A device that detects vision problems found a home at Sunflower Diversified Services’ Early Education Center (EEC) and it was used during a screening for the first time recently.
The equipment, which was donated by area Lions Clubs, is called a Spot Pediavision Screener. It can quickly and accurately detect astigmatism, nearsightedness, farsightedness and differences between the two eyes. It also determines eye misalignment, lazy eye and pupil size abnormalities.
The Spot is designed for children as young as 6 months.
The Damon Family Foundation learned about the Lions Club fundraising efforts and contributed to the fund. The Damons also financed a second device because of Sunflower’s large five-county service area, said Cathy Estes, Sunflower’s children’s services coordinator.
“We cannot express how much we appreciate everyone who donated to this cause,” Estes said. “Now our accurate vision screenings take only seconds to perform. If a problem is detected, the child is referred to a doctor.”

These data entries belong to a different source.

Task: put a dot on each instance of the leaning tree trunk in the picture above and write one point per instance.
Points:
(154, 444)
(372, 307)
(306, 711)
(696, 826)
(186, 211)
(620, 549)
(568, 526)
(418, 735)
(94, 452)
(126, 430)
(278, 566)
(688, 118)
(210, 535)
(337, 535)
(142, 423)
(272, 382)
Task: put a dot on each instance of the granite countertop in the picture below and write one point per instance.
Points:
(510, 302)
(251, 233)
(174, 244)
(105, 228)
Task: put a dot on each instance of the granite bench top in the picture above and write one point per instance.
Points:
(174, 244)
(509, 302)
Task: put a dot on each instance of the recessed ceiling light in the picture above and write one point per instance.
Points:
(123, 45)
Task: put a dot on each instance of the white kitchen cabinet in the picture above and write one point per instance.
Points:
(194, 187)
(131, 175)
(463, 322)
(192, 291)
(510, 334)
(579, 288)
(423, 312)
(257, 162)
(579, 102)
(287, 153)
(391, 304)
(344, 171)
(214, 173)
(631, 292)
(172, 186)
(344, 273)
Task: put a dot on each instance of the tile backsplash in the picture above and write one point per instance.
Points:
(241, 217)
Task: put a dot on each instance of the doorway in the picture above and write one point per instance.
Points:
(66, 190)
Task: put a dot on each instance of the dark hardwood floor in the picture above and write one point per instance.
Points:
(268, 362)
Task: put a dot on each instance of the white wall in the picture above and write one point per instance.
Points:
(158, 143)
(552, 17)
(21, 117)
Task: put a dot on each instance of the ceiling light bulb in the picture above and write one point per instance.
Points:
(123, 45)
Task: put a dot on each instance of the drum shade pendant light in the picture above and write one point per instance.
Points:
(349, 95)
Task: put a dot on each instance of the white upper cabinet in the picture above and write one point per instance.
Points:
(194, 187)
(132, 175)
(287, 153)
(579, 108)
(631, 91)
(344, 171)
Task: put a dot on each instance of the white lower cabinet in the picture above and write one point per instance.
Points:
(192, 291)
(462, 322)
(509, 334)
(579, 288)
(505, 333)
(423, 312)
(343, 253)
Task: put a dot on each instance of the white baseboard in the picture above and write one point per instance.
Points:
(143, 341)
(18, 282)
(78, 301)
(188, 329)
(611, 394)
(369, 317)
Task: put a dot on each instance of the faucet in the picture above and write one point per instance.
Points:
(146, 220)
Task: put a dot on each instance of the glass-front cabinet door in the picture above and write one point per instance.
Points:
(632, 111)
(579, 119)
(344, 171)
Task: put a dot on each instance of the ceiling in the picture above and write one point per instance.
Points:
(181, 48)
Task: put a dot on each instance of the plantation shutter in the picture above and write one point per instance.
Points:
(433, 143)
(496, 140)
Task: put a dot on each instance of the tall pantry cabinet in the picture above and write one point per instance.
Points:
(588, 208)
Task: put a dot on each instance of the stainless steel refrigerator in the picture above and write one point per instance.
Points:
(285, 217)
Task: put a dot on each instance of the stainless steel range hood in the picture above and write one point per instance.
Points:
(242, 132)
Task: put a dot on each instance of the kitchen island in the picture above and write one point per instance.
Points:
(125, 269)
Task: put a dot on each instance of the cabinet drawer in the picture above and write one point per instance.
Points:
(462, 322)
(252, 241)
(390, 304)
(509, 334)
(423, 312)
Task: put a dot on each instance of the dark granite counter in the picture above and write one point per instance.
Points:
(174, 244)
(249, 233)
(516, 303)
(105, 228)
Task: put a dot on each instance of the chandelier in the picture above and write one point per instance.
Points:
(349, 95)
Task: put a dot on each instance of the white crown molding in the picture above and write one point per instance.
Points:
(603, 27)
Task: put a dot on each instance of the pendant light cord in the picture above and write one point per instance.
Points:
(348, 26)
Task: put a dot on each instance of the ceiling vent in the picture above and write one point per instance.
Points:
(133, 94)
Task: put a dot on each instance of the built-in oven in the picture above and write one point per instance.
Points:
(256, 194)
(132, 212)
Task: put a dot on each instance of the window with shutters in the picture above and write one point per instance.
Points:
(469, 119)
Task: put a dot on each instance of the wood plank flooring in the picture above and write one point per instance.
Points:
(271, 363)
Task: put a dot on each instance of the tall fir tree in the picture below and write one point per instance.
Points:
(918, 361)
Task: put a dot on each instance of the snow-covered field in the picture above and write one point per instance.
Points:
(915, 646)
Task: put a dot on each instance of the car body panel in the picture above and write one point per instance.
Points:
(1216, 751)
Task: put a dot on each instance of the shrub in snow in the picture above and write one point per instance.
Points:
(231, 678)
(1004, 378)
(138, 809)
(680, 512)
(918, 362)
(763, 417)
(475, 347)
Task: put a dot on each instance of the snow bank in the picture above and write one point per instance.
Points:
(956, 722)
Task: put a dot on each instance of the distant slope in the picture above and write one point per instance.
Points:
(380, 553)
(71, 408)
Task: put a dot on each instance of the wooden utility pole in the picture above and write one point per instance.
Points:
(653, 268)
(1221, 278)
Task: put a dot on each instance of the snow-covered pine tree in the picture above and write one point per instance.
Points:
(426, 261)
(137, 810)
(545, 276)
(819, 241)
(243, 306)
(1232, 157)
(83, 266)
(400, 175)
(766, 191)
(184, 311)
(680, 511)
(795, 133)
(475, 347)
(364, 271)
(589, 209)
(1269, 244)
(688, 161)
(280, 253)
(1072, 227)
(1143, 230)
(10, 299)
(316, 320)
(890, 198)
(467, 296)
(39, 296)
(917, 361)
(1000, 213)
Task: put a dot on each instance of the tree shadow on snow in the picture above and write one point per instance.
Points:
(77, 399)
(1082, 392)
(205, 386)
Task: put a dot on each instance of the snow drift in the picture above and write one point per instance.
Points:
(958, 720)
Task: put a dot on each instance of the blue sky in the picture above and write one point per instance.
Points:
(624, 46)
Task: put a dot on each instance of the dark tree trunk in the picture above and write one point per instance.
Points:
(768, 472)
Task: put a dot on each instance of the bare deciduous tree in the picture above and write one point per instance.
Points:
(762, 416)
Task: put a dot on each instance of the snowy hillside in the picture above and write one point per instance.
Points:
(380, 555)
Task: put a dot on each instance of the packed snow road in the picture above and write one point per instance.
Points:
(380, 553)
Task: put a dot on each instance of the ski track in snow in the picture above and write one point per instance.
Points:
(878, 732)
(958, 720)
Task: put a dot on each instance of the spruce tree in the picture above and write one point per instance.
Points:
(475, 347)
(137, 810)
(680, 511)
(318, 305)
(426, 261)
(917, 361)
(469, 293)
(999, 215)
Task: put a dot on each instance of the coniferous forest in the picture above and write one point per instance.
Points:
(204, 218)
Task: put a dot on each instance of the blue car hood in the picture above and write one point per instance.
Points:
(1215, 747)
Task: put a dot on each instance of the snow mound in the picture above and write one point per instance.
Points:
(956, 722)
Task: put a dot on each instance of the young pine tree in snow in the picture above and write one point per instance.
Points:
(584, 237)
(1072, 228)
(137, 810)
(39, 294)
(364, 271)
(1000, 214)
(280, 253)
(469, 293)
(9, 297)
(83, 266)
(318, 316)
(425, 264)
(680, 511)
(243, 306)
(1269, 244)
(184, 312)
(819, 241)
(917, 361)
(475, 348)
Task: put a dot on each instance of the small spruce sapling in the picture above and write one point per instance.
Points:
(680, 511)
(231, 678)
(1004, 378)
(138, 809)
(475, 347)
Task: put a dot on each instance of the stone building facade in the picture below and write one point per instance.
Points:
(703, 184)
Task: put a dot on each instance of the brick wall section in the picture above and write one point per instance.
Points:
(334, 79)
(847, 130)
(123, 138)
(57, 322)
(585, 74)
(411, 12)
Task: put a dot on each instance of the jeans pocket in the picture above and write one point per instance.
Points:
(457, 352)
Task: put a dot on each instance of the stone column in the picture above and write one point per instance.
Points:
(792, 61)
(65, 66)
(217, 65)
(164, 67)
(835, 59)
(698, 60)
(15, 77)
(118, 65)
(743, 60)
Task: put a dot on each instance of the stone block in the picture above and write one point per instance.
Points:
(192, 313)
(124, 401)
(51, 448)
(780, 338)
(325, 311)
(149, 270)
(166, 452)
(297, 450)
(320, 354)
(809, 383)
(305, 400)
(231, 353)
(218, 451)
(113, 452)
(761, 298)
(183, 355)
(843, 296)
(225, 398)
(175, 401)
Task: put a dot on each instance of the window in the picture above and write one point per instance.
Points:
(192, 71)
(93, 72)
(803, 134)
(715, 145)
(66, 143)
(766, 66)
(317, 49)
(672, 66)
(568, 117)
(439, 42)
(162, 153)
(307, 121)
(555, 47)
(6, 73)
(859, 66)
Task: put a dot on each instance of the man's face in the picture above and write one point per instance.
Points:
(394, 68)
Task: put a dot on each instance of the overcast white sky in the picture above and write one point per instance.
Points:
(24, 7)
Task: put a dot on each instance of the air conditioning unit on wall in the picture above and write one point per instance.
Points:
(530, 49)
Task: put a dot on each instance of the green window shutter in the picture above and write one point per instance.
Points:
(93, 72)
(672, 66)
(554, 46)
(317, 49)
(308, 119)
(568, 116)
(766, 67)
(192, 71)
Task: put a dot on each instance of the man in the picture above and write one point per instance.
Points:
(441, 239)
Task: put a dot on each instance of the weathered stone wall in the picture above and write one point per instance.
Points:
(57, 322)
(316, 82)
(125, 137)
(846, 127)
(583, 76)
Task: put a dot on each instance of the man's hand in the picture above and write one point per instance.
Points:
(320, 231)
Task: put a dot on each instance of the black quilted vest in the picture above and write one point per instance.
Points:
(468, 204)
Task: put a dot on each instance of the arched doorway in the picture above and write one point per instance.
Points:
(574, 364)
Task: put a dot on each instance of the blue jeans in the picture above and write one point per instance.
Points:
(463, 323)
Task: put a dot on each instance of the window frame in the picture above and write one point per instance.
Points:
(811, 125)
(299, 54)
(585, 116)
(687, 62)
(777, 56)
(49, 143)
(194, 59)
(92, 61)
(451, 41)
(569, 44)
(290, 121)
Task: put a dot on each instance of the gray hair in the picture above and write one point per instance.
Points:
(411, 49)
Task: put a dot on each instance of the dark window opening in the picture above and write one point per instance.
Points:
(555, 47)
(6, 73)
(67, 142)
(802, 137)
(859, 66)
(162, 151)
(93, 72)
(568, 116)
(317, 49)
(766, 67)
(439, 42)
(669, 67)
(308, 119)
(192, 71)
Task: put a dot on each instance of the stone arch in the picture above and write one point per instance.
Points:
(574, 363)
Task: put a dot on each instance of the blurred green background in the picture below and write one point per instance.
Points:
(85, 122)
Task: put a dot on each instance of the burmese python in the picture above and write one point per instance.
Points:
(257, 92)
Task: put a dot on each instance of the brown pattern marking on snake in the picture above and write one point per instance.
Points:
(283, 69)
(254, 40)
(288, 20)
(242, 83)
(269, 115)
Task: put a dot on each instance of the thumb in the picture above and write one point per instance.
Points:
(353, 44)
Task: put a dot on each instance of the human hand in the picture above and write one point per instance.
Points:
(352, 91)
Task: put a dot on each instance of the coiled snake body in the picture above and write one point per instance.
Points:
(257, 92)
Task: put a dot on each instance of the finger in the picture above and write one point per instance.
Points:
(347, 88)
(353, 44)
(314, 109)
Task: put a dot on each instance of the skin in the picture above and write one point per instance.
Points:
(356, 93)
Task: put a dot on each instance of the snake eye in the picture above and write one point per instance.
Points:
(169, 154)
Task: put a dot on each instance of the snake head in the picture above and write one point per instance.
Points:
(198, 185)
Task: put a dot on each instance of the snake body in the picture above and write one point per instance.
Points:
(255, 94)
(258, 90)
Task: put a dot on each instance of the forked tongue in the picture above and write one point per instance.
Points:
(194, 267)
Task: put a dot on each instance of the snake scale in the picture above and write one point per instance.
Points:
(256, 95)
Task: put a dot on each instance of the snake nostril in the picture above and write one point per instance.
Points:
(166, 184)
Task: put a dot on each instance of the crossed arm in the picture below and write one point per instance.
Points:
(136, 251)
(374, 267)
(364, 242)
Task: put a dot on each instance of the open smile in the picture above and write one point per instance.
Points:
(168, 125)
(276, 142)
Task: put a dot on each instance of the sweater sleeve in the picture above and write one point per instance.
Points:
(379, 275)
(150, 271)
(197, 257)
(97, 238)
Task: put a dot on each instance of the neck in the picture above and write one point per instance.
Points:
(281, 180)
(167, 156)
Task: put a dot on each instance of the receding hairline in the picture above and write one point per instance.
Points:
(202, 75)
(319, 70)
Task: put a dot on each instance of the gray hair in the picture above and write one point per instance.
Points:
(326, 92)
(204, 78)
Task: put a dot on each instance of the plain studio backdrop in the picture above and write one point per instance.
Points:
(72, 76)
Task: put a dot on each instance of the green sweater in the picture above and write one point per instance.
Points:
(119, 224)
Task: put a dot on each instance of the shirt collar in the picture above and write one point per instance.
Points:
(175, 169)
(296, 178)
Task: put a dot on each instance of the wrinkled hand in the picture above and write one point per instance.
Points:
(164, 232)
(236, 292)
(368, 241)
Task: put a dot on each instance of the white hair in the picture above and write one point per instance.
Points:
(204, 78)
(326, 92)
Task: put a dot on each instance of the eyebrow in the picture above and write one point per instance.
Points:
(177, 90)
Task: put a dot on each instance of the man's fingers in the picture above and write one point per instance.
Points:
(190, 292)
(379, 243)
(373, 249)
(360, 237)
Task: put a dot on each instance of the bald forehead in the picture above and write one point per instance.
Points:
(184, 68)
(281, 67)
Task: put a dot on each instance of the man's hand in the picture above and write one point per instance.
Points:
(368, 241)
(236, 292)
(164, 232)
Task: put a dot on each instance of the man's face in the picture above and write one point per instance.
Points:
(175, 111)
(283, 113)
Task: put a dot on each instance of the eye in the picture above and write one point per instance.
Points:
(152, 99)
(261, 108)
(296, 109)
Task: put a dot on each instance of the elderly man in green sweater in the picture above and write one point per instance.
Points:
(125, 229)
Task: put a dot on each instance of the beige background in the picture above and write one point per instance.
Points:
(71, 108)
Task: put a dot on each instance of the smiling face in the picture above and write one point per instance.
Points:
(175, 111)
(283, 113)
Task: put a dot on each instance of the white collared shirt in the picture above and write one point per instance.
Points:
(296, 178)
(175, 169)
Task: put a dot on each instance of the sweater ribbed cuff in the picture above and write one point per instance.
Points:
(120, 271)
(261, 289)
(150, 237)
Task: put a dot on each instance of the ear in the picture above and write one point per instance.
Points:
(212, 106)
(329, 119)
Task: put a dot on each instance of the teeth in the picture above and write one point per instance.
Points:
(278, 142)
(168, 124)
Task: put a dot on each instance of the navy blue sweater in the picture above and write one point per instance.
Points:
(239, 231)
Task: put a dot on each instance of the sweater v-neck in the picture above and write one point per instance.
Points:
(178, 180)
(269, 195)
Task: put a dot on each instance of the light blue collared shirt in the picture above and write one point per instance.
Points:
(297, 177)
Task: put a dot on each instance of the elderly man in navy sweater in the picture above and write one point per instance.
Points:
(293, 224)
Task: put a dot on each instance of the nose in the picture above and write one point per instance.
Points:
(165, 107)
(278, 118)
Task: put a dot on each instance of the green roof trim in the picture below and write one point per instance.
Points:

All screenings for vision, hearing and other developmental concerns are free at the EEC.
A vision problem is the single most prevalent disabling condition among children, and an undiagnosed or untreated disorder clearly leaves a child behind in the classroom, according to the Lions Sight Foundation.
“This is why screening is so important,” Estes commented. “Since a problem might not be recognized early on because an infant cannot communicate, we must screen our youngsters.”
Sunflower’s EEC, a non-profit entity, is part of the tiny-k infant/toddler program in Kansas. All its services are free to families in Barton, Pawnee, Rice, Rush and Stafford counties.